In Gottes Ohr
Von der Kunst poetischer Gottesrede
Der emeritierte Kölner Fundamentaltheologe, Sozialethiker und Religionsphilosoph Hans-Joachim Höhn beginnt sein Buch in medias res mit der Frage, warum das Reden von Gott nicht mehr ins Ohr geht. Ziel und Hauptthese der Auseinandersetzung soll sein, eine Sprache und literarische Form zu entwickeln, die „prägnant und pointiert, gehaltvoll und stilsicher“ (8) religiöse Inhalte vermitteln kann. Nach Wittgenstein, den er zitiert, müsse alles, was gesagt werden kann, kurz und knapp gesagt werden können.
Das mit „Hörsturz“ überschriebene erste Kapitel geht ausführlich und analytisch präzise auf ein durch allzu „redselige Glaubensverkündigung“ (12) ausgelöstes Desinteresse ein. Hierzu zählt Höhn auch Beispiele von digitaler Glaubensverkündigung, die keineswegs neue Möglichkeiten und Zielgruppen erschließen, sondern häufig nur dieselbe Klientel ansprechen. Auch der Content sei nicht immer innovativ oder, biblisch ausgedrückt, finde man in neuen Schläuchen keineswegs neuen Wein (13). Religiöses Reden stehe sich dabei selbst im Weg, indem missionarische Monologe und Litaneien produziert werden (15), statt sich auf die avisierte Zielgruppe einzulassen und klarzumachen, worüber eigentlich gesprochen wird. Sowohl die Form als auch die Performanz eines Textes verweisen laut Höhn auf den Inhalt desselbigen. Kommunikationsversagen bestehe indes, wenn im Zuge eines Schrumpfens an pastoralen Wortbeständen die Botschaft allein auf ein banales und klischeehaftes „Jesus hat dich lieb“ reduziert werde (21). Im Blick auf die Liturgie kritisiert Höhn das Ausnutzen klerikaler Macht statt einer Haltung auf Augenhöhe, ein Hindernis in der Kommunikation, das durch zeitgemäße Sprache allein nicht aufgehoben werden könne.
Im zweiten Kapitel führt Höhn die Theopoetik als Methode ein. Mit dem Ziel, religiöse Sprachlosigkeit zu verhindern, ist die Theopoetik unter Verwendung lyrischer Sprache die Performance ihres eigenen Inhalts.
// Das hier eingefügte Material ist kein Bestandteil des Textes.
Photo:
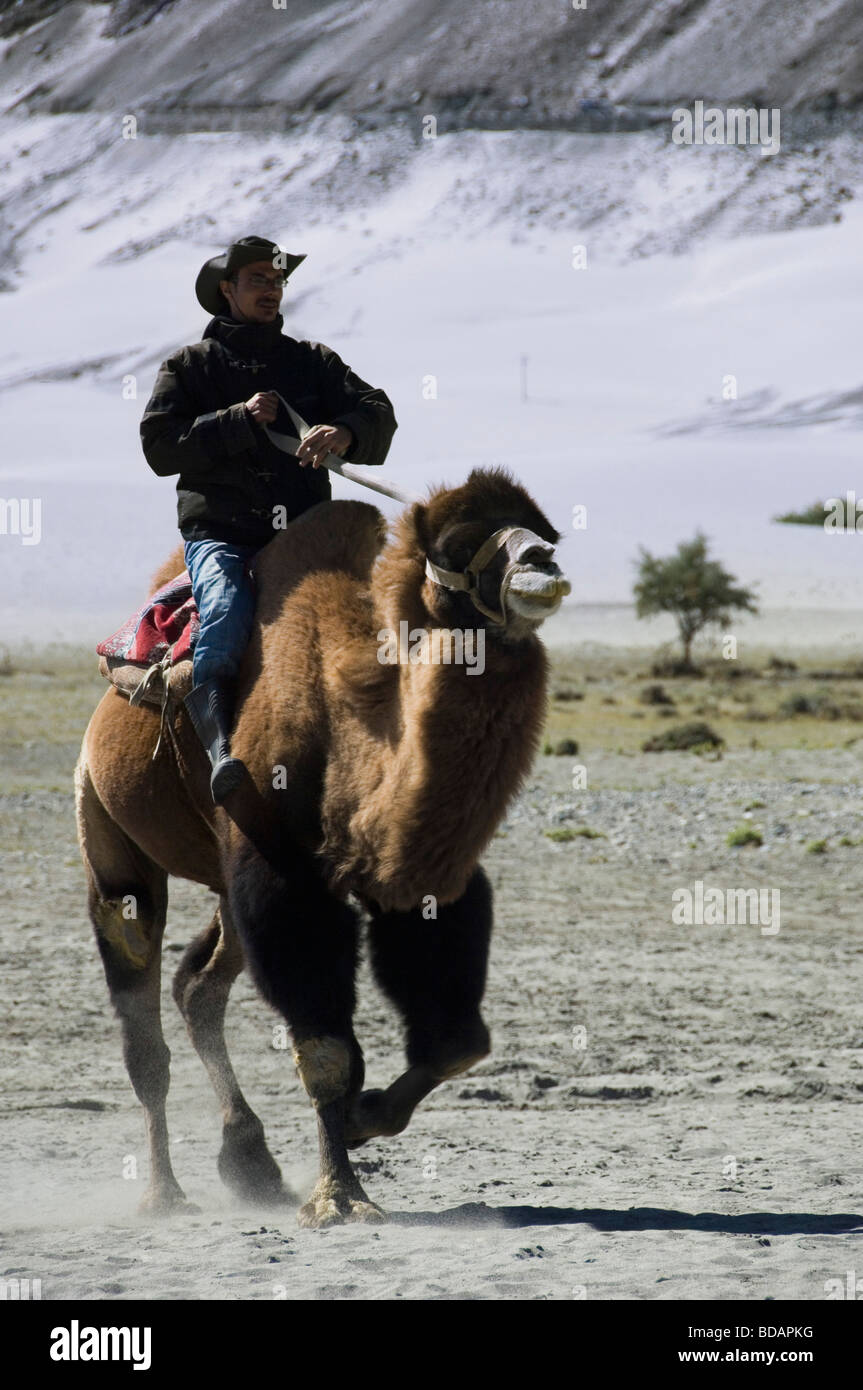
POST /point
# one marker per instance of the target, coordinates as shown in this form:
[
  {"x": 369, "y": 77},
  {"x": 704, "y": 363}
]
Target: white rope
[{"x": 289, "y": 444}]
Theopoet:innen wie Huub Osterhuis, Dorothee Sölle, Kurt Marti oder auch Andreas Knapp versuchen sich existentiellen Fragen durch besondere Sprachsensibilität anzunähern. Der Autor stellt die These auf, dass jede:r Betende schon ein:e Theopoet:in sei, und ermahnt im Folgenden erneut, dass Theopoetik kurz, aphoristisch zugespitzt, semantisch klar und sachlich objektiv sein soll (61).
Kapitel drei ist eine Anleitung zu und umfangreiche Aneinanderreihung von Aphorismen, dem Spiel mit Tippfehlern und anderen Sprachspielen aus unterschiedlichen Bereichen der Theologie, zu deren Nachahmung und Einübung die Leser:innen selbst angeregt werden.
Das letzte Kapitel hat den Charakter einer Abschiedsvorlesung mit theopoetischen Zügen und dem Abschiednehmen und Aufhören als zentralem Inhalt.
Die für Christ:innen und Nicht-Christ:innen attraktive und einer Willkommenskultur entsprechende christliche Botschaft „Du darfst so sein, wie du bist“ löse laut Höhn lediglich Indifferenz gegenüber dem Gesagten und den „Gottesstalkern“ als Absendern aus (27 f.). Höhn weist auf die Verzichtbarkeit dieser Aussage hin, da man auch ohne jegliche Bindung an Gott oder das Christentum so sein kann, wie man ist. Die vermehrt geübte Kritik Höhns an der eigenen Gilde im Allgemeinen und den Theolog:innen im Besonderen ist für diese womöglich nur schwer nachvollziehbar, zumal von einem Theologen selbst geäußert. Sehr positiv zu bewerten ist der praktische Teil, in dem der Autor Einblicke und Anleitungen zu einer theopoetischen Sprechweise gibt, deren Aneignung sich gerade für Praktiker:innen in der Pastoral in ihrer Arbeit als hilfreich und für eine relevante Rede von Gott als nützlich erweisen kann.